President Trump today announced the US officially recognizes Jerusalem as the capital of Israel and initiated the process of enabling the US embassy to move there from Tel Aviv.

What’s wrong with that?

As former Ambassador to Israel Dan Kurtzer explained this morning on NPR, Jerusalem is the capital of Israel. It has been for almost 70 years and will continue to be. No one I know doubts the facts.

But the status of Jerusalem is in dispute: we don’t know its ultimate borders, whether some of it may some day be part of a Palestinian state, and there is no agreement on how it will in the future be governed. Trump’s move ignores these facts.

More importantly, it tilts the playing field, once again, in Israel’s direction. Trump offered nothing to the Palestinians besides platitudes. He might have said the US could envisage their capital also in Jerusalem, presumably in the eastern part of the city that is majority Palestinian. He might have limited what he said about Israel’s capital to the western portion of the city, where all the Israeli institutions he mentioned are located. He might have suggested in some other way that the US has an evenhanded view and will act as an honest broker in trying to resolve the ongoing disputes.

He didn’t. While advocating moderation, tolerance, and reasoned debate, Trump essentially aligned himself with extremist Americans and Israelis, who see no reason to accommodate Palestinian interests or interest in having a state of their own. Trump still wants, he says, to facilitate a lasting peace. He even says it with unusual passion and conviction. But what he has done makes compromise more difficult, not less.

How will the Muslim world react? Some fear violence. Certainly there will be demonstrations against what Trump has done. And demonstrations in the Middle East all too often result in violence. But a lot of Arabs have other things to worry about these days besides the Palestinians, who were already convinced Trump wasn’t going to do anything good from their point of view. A few rocket launches may satisfy some.

The people most aroused and likely to indulge in violence are the Iranians and Sunni extremists (especially Al Qaeda and the Islamic State). The elite Iranian Revolutionary Guards are not known as the Al Quds (Jerusalem) force for nothing.

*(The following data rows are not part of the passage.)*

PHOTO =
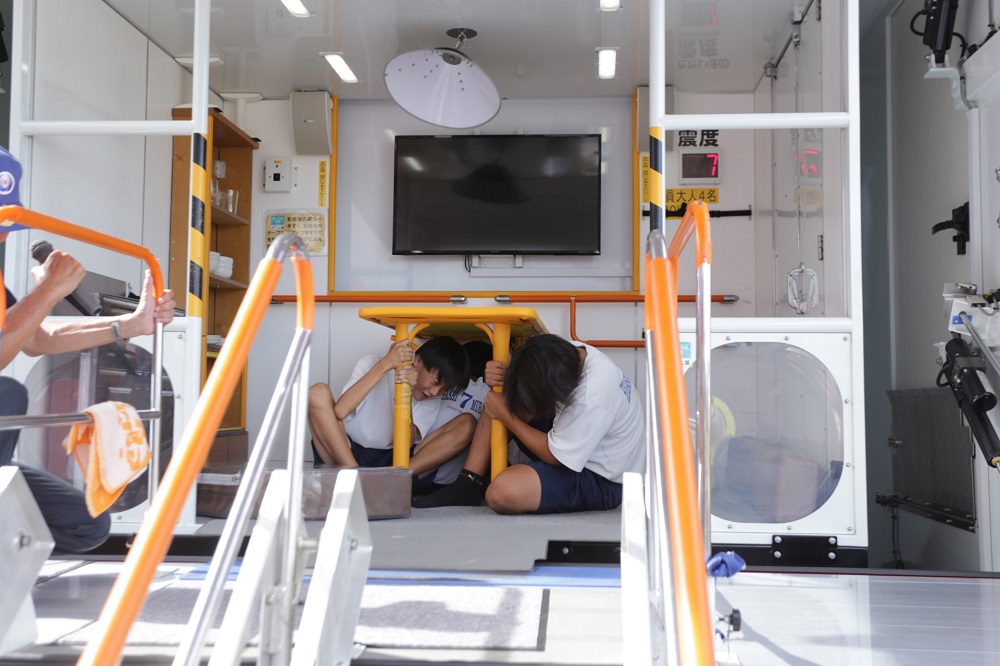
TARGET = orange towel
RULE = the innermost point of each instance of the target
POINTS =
(111, 450)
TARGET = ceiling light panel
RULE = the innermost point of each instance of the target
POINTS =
(340, 66)
(607, 60)
(297, 9)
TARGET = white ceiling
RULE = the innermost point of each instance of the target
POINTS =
(530, 48)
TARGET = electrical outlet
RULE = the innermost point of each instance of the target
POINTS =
(277, 175)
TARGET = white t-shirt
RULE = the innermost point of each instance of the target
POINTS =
(467, 400)
(370, 424)
(601, 427)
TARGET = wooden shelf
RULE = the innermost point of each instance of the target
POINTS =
(227, 233)
(225, 133)
(223, 218)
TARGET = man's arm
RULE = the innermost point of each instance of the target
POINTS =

While Trump claims to be leading a campaign against both, his move on Jerusalem will inspire his adversaries. Look for them to invent symbolic, likely violent, acts against Israel and the US.

Hard to imagine any other significant government will follow Trump’s lead. The Europeans are dead set against it, as they rightly view it as making peace more difficult to negotiate, not easier. The gap that has opened between the US and our European allies on the Iran nuclear deal will widen. The Gulf Arabs, some of whom Trump and the Israelis have been courting as allies against Iran, will find themselves hamstrung and unable to move further in that direction.

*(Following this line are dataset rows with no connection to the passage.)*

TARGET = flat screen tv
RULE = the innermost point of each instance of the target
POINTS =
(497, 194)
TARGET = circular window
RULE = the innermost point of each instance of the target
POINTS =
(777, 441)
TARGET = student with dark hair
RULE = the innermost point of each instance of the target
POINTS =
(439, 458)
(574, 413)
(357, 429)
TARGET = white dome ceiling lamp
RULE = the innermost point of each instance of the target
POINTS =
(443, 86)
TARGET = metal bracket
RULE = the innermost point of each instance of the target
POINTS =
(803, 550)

Trump is in many ways his own worst enemy. Now he has made negotiations between Israel and Palestine more difficult, widened the rift with Europe, and hampered the alliance he hoped for against Iran. All in a single stroke.

PS: The slurring of his speech is noticeable. He is supposedly a teetotaler. Teeth don’t fit right?

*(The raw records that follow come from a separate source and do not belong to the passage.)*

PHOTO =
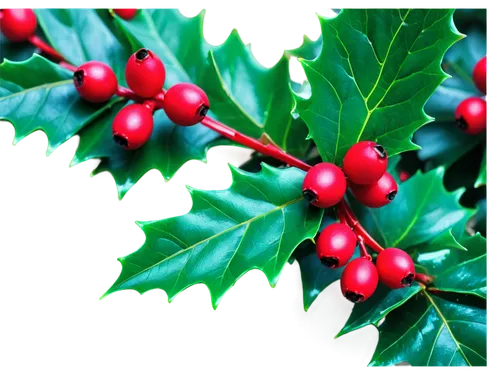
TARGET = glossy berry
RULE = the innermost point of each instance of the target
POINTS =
(133, 126)
(125, 12)
(336, 245)
(481, 74)
(17, 24)
(472, 115)
(365, 163)
(395, 268)
(95, 82)
(377, 194)
(186, 104)
(145, 73)
(324, 185)
(359, 280)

PSS: Claudia Trevisan of the Brazilian daily O Estado de Sao Paolo was the first to get to me with questions. I answered;

Q: What is the potential impact of the president’s announcement on the peace process? Can the US still be a broker of negotiations?

A: It can be a broker as long as both sides agree it can be one. The Palestinians are saying no, but I’m not sure that will last.

Q: The president has said it is not prejudging the outcome of boundaries and the future status of Jerusalem. Can this nuance reduce the impact of the announcement?

A: It’s better than not saying it, but I don’t think it mitigates much.

Q: Can this decision help in any way help the peace process?

A: I don’t think so. It is more likely to kill it, at least for the time being.

Q: Do you expect an increase of violence in the region and of terrorist acts against the US as a consequence of the decision?

A: I don’t like to predict an increase in violence, since then people start feeling they have to fulfill the prophecy. But both violence in the region and against the US are possible.